Though Guerrero’s visit is short-lived (he is squeezing in shopping and a UT Lecture) he’s betting that ¡Gaytino! will leave an impact on Austin. “I will say very equivocally is that it’s a great show,” says Guerrero, and while the 80-minute piece is autobiographical, Guerrero doesn’t necessarily think of it as his story. “It’s Latino and Chicano history, and it’s gay history.”
The show was written in what Guerrero calls a “moment of madness.” The Hollywood producer/director never expected the story to take off. Six years later he’s taken it all over the country. “People shouldn’t be fooled by the title,” he cautions. “It’s not just about being Latino. The show carries universal themes – we all have the same bloody issues.”
¡Gaytino! was created with two thoughts in mind. Guerrero wanted to educate the younger generation of the LGBTQ community. “I love our young people, I’m inspired by them – but talking to younger gays and lesbians, I realized they just don’t know," says Guerrero. Simultaneously, he wanted to celebrate his father, Lalo Guerrero, who’s been dubbed the father of Chicano music, and his childhood best friend, Carlos Almaraz, who died of AIDS in the late-Eighties but not before becoming a leading member of the Chicano art movement.

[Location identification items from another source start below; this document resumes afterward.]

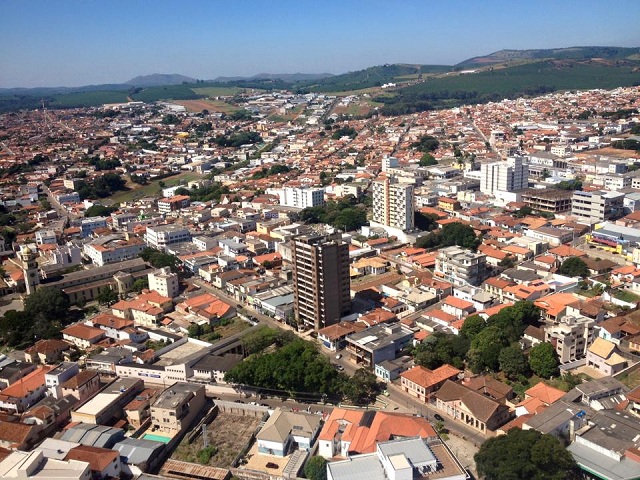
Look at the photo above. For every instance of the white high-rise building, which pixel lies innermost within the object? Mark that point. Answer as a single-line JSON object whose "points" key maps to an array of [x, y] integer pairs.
{"points": [[393, 204], [507, 176], [164, 282], [301, 197]]}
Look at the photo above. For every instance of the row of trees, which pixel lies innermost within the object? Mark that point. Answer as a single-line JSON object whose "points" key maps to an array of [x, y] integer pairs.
{"points": [[294, 367], [46, 312], [205, 193], [101, 187], [451, 234], [491, 345]]}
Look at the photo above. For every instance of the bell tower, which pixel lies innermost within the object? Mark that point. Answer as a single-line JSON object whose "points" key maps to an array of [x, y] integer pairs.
{"points": [[29, 269]]}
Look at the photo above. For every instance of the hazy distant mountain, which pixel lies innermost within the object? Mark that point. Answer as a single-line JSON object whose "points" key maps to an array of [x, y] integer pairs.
{"points": [[576, 53], [287, 77], [159, 79]]}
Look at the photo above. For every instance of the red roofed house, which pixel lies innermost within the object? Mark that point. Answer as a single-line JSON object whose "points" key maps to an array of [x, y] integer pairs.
{"points": [[421, 382], [457, 307], [206, 306], [26, 392], [348, 432], [82, 335]]}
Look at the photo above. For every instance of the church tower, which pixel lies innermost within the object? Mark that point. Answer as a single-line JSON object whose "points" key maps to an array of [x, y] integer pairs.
{"points": [[30, 269]]}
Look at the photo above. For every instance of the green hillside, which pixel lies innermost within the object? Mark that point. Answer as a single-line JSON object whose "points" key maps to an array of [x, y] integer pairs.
{"points": [[576, 53], [522, 80], [370, 77]]}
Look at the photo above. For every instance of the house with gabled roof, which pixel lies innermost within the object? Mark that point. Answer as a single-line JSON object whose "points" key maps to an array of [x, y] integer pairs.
{"points": [[471, 407]]}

So where does 1950s East L.A. enter into the story? Guerrero single-handedly takes the audience back through the decades of his life from L.A. to the New York of the Sixties and Seventies, and back to Hollywood. According to the press release ¡Gaytino! offers a “a unique and very personal perspective” into “Mexican-American/Chicano history, and the gay experience.”

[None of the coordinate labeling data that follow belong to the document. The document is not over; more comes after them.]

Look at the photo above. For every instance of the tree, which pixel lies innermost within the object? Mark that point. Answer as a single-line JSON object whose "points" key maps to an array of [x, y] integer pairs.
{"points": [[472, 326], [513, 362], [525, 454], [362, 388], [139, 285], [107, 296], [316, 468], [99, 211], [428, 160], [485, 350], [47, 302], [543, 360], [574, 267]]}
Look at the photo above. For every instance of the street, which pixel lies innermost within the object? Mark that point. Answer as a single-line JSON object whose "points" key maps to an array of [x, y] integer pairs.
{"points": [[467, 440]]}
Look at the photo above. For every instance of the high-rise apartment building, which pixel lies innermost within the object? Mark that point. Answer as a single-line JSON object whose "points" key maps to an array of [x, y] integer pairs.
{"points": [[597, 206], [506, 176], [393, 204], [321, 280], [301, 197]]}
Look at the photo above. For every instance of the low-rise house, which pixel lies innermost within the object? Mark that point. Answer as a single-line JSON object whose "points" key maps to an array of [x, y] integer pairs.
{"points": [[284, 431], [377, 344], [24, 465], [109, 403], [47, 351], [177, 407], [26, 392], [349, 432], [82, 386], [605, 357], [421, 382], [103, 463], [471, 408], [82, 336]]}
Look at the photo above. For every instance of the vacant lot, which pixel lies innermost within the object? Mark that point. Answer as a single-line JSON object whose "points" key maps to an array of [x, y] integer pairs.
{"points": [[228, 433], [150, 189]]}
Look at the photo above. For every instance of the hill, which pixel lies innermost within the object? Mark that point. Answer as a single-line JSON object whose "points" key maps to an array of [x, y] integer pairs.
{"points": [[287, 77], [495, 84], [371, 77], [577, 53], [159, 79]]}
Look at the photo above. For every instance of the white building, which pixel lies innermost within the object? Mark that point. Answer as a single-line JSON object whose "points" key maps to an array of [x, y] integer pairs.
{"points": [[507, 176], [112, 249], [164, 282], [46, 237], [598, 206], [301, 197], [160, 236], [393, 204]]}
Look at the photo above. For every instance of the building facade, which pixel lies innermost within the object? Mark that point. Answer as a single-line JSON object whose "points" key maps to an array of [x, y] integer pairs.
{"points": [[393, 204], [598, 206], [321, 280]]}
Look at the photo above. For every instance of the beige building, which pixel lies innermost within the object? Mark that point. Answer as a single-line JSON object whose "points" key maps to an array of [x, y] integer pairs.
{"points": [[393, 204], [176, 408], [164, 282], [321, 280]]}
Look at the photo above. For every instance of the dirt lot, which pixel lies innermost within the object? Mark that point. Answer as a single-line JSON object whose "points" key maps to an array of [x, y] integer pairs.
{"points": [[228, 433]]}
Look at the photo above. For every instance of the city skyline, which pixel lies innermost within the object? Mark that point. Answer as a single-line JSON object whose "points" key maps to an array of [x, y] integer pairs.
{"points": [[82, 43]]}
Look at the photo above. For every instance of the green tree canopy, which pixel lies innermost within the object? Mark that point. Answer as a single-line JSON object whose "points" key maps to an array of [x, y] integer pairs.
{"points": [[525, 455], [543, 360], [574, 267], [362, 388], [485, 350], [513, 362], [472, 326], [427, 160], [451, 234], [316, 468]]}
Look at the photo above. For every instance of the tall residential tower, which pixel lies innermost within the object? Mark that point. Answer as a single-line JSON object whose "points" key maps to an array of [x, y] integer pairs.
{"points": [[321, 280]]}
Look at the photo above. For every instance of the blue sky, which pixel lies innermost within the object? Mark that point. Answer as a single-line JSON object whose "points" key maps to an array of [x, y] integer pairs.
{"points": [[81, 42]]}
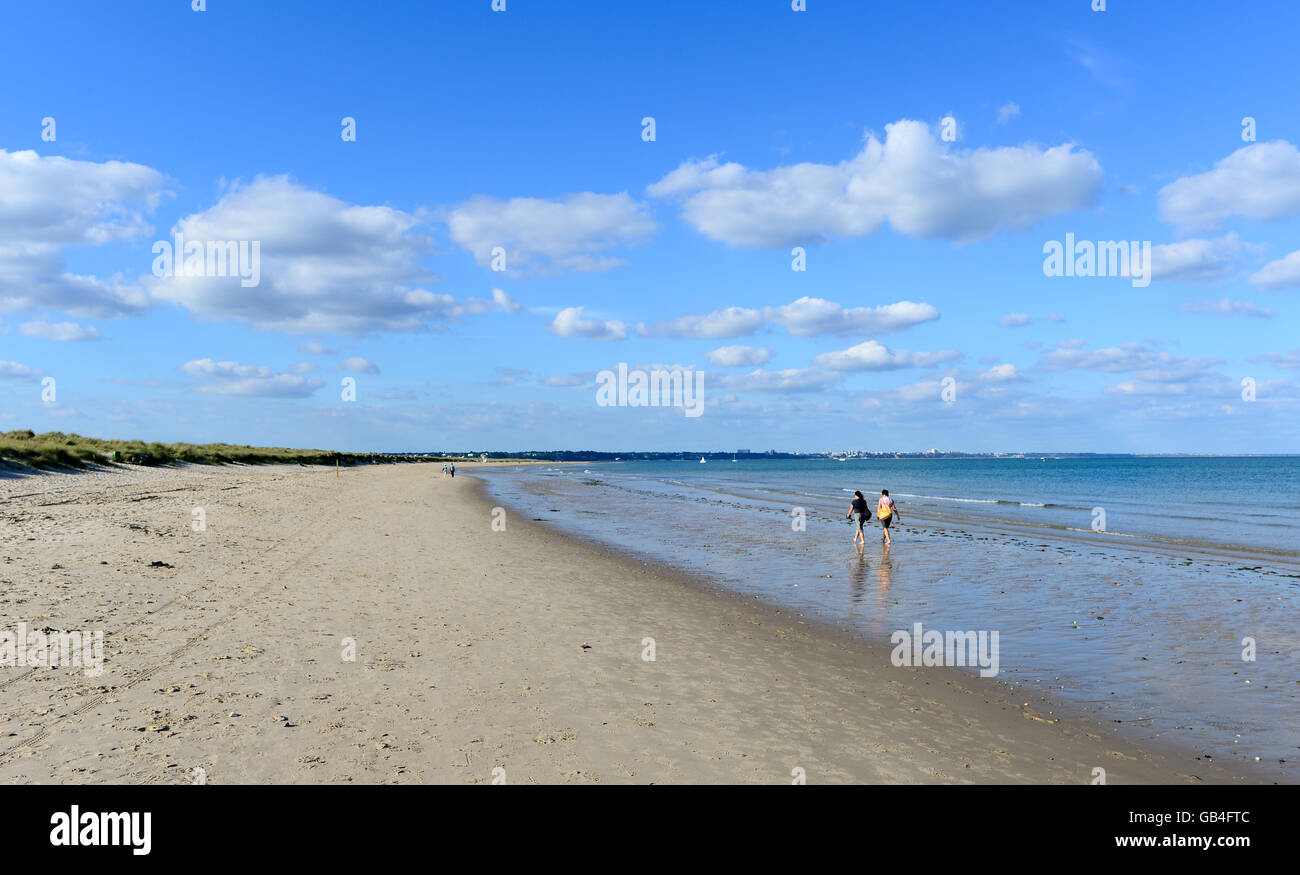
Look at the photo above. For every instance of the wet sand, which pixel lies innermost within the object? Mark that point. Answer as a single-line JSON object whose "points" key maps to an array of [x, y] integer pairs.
{"points": [[475, 649]]}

Guerrero merges music and dance to help fuel the story, including songs from both Cole Porter and his own father, but “if you hear something you don’t like it’ll be gone in three seconds anyway,” he promises. “It moves very quickly: Lump in a throat one minute, then laughing the next. It’s spiffy,” he adds. “Don’t you just love that word? Spiffy!”
The show happens Wednesday, Dec. 4 at The Emma S. Barrientos Mexican American Cultural Center, doors open at 7pm, and a Q&A follows. The event is free and open to the public.